I’m quickly approaching my 31st birthday, which is depressing, though not nearly as much as 30 was. But there’s nothing I can do about aging. I have gray hairs, and I get heartburn if I eat the wrong thing. I also can’t do anything to prevent death; that’s inevitable. But I can do the next best thing: I can live longer by traveling more.
Have you ever wondered why the older you get, the faster life seems to fly by? It doesn’t really. An hour is still an hour and a year is still a year. Time doesn’t change, but your perception of it does.
I was a psychological researcher a few lifetimes ago, so you’ll have to forgive me if I get a little technical.
Our perception of how long something lasts is closely linked to how much effort it takes the brain to process the memory. When something is very new, we spend more time analyzing and processing that information, making us feel like the experience lasted a very long time. That’s why when you’re in Asia for the first time in your life, three days can feel like a month. It’s like hitting pause on the passage of time to let your brain process the sights, sounds, and taste of a new place.
By comparison, when you’re doing the same thing at work every day for weeks, you get to June and think, “Wow. Where did the year go?” That’s because for most of us, regular life involves being around the familiar, the things that don’t require a lot of brain power. You know your way home so well, that you probably don’t even remember how you get there some days. And unless you’re at a new job, you’ve probably been doing the same thing for months or years, day in day out. And because there’s nothing new for your brain to process, in the grand scheme of things, all those repetitive days fly by in the blink of an eye.
You know what doesn’t? Trying to figure out how to use the metro in Bangkok or seeing a geyser erupt for the first time in your life. Because those aren’t the kinds of things we experience every day, so they’re memorable. We create more detailed perceptions of anything that is new, so we have a longer lasting impression.

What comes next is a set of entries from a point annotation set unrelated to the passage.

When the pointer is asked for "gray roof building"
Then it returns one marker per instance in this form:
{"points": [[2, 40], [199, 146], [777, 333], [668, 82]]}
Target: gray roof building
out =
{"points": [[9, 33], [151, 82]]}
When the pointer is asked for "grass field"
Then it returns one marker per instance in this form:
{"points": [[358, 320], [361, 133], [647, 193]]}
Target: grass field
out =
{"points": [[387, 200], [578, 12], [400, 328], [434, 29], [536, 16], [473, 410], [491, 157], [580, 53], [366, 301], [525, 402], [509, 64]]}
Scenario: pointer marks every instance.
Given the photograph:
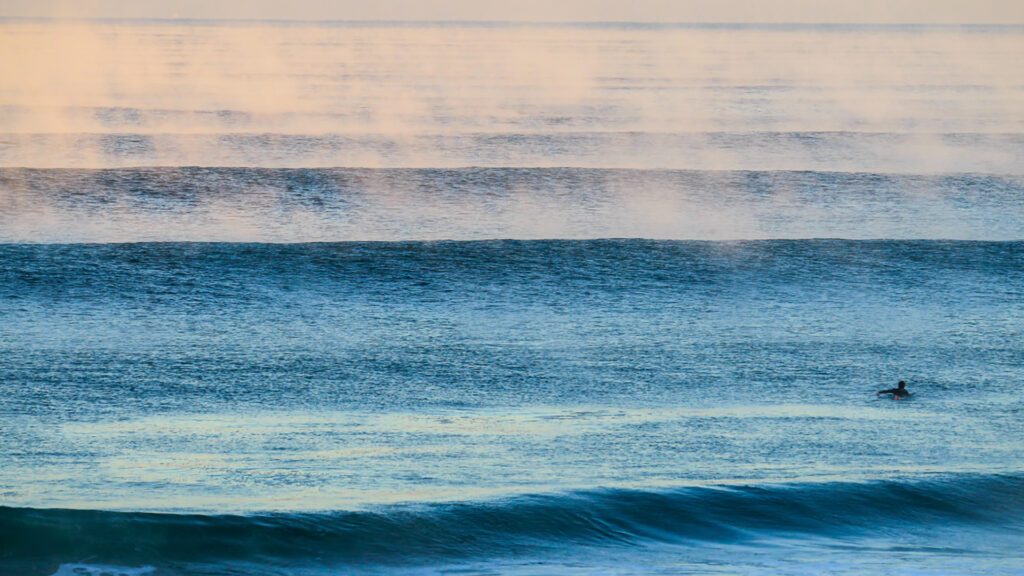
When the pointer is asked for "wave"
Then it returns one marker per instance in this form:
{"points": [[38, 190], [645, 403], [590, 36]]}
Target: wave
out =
{"points": [[525, 524]]}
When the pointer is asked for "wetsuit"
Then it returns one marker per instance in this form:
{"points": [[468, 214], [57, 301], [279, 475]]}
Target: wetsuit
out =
{"points": [[897, 393]]}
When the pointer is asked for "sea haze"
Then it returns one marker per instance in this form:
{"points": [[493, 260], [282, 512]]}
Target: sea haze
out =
{"points": [[300, 298]]}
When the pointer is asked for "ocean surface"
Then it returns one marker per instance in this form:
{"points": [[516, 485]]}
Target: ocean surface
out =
{"points": [[296, 298]]}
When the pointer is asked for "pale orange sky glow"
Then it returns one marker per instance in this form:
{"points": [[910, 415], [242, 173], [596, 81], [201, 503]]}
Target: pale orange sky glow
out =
{"points": [[881, 11]]}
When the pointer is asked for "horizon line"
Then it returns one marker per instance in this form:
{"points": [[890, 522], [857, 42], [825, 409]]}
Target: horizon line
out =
{"points": [[516, 23]]}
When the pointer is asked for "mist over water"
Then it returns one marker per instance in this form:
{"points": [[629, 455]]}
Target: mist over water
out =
{"points": [[320, 298], [675, 132]]}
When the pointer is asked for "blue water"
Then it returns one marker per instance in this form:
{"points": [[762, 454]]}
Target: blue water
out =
{"points": [[387, 299]]}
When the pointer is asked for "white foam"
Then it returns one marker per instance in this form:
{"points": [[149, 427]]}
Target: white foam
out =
{"points": [[101, 570]]}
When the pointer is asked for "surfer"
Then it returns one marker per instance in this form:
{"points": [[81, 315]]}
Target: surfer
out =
{"points": [[898, 393]]}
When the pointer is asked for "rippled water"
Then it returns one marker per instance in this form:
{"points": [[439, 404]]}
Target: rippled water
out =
{"points": [[294, 298]]}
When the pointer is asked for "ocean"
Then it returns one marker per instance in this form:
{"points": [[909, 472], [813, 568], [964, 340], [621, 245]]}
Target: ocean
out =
{"points": [[316, 298]]}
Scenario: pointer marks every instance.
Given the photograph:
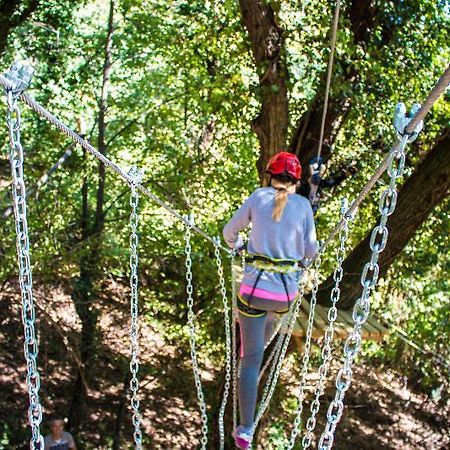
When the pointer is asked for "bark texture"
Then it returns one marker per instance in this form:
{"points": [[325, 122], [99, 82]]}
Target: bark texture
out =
{"points": [[425, 189]]}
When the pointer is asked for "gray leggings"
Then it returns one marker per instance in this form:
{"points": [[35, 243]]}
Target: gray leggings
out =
{"points": [[255, 332]]}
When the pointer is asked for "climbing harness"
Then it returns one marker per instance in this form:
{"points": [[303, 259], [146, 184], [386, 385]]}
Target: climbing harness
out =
{"points": [[192, 334], [20, 76], [136, 175], [329, 74], [234, 360]]}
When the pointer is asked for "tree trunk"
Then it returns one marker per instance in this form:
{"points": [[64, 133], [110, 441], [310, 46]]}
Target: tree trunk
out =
{"points": [[266, 39], [426, 188], [84, 295]]}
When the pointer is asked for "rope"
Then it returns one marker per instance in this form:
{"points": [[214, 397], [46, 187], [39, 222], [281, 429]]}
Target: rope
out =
{"points": [[41, 111], [431, 99], [405, 338], [329, 74]]}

When I got my first job and I had five measly vacation days a year, I would take weekend trips all the time. Sometimes I would fly out Friday after work and fly in Monday morning, and go straight to the office from the airport. People would always tell me, “Wow aren’t you exhausted?” And yes, I was definitely exhausted. But while their weekend came and went in two seconds, I lived the hell out of my weekends.

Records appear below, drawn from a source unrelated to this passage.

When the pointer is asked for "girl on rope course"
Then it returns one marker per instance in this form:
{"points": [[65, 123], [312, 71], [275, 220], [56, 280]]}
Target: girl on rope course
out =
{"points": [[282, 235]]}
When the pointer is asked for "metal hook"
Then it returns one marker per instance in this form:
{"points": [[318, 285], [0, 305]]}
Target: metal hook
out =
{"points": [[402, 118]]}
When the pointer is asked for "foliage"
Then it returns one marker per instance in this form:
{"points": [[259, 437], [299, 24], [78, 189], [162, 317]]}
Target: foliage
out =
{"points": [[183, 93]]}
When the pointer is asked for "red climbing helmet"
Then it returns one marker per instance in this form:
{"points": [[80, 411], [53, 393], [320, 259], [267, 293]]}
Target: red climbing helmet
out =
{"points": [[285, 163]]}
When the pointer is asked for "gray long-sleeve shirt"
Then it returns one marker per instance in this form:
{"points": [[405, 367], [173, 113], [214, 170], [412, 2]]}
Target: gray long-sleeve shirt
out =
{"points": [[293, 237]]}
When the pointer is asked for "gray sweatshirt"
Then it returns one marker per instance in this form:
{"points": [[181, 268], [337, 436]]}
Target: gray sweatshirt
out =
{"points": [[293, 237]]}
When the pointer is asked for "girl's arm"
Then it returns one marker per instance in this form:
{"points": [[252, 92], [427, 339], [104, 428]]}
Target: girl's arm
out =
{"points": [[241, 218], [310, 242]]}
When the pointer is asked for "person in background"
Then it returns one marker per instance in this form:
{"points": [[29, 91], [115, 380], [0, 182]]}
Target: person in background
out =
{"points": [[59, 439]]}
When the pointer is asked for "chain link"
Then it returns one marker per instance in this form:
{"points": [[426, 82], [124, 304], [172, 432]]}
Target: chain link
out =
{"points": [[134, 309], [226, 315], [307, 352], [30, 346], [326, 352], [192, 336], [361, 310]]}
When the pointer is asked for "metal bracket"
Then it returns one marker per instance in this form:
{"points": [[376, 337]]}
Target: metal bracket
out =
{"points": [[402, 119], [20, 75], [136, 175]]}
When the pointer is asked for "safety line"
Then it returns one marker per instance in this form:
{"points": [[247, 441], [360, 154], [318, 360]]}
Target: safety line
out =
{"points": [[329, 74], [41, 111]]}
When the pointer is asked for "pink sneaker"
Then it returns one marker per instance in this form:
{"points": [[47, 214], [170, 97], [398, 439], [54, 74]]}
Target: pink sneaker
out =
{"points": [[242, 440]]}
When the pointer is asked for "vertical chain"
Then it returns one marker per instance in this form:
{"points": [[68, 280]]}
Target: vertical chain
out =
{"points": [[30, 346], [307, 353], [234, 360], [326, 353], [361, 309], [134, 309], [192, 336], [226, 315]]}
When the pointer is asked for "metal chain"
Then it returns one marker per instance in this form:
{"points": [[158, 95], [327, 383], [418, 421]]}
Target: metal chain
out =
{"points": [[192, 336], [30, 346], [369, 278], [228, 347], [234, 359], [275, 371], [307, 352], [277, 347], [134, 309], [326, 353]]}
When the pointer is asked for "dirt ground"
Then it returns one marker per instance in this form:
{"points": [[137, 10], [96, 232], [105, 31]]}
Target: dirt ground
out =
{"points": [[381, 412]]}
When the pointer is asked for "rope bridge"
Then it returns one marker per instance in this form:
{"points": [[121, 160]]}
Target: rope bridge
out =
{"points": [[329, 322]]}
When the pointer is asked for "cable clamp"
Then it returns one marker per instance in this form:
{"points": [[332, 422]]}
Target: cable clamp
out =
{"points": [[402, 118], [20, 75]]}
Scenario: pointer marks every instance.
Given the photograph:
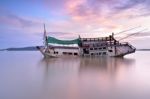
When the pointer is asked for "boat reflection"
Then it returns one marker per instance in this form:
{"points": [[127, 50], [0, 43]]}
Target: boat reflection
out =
{"points": [[81, 65]]}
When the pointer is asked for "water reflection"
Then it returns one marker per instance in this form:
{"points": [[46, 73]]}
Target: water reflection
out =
{"points": [[102, 64], [83, 78]]}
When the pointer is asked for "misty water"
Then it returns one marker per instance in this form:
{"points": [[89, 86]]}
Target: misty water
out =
{"points": [[27, 75]]}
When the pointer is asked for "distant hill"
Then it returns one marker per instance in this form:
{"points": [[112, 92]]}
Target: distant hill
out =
{"points": [[33, 48]]}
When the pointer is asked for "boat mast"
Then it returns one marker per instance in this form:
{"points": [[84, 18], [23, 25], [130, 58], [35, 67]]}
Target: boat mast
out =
{"points": [[45, 37]]}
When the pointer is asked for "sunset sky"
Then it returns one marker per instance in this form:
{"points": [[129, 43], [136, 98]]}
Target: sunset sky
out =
{"points": [[21, 21]]}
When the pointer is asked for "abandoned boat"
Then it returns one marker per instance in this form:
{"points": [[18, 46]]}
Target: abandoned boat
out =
{"points": [[101, 46]]}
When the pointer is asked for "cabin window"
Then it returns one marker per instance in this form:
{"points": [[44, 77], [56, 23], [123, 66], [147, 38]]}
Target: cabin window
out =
{"points": [[55, 52], [110, 50], [70, 53], [91, 48], [95, 48], [104, 47], [100, 48], [85, 51], [64, 53], [75, 53]]}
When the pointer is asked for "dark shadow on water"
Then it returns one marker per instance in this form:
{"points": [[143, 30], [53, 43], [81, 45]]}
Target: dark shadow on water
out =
{"points": [[105, 64]]}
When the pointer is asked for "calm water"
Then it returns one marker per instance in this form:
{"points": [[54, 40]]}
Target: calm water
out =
{"points": [[26, 75]]}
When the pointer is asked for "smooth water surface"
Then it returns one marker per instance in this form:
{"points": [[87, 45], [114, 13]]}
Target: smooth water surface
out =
{"points": [[27, 75]]}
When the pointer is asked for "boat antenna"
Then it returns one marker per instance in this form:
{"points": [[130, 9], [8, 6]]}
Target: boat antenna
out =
{"points": [[132, 34], [45, 37]]}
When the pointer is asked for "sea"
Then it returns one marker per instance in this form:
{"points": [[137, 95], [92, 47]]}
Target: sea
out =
{"points": [[27, 75]]}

But more importantly, I made those weekends memorable enough to last me a lifetime. I can’t say I remember much of what I did at my job my first year of work. But I do remember that I went to Niagara Falls that year. And Mardi Gras and Atlanta and San Francisco and Seattle and Texas and Montreal. And God, I still think about how good the food was in Montreal. Because it was new and different. If I didn’t have photographic evidence, even I wouldn’t believe that was all in one year.
In big or small ways, you can capitalize on your brain’s natural functioning to extend the life you have. Which is how traveling makes you live longer. Thinking of going to the same amusement park again for the 4th time this year? Skip the annual passes, and go somewhere new. It’ll last longer. Instead of giving your favorite movie another re-watch, go to a park you’ve never seen. And if you have the opportunity, fly 30 hours to the farthest possible place you can think of. It’ll make your life feel a little longer and a lot fuller.
I may be almost 31 in chronological time, but every time I take a trip, I live another year.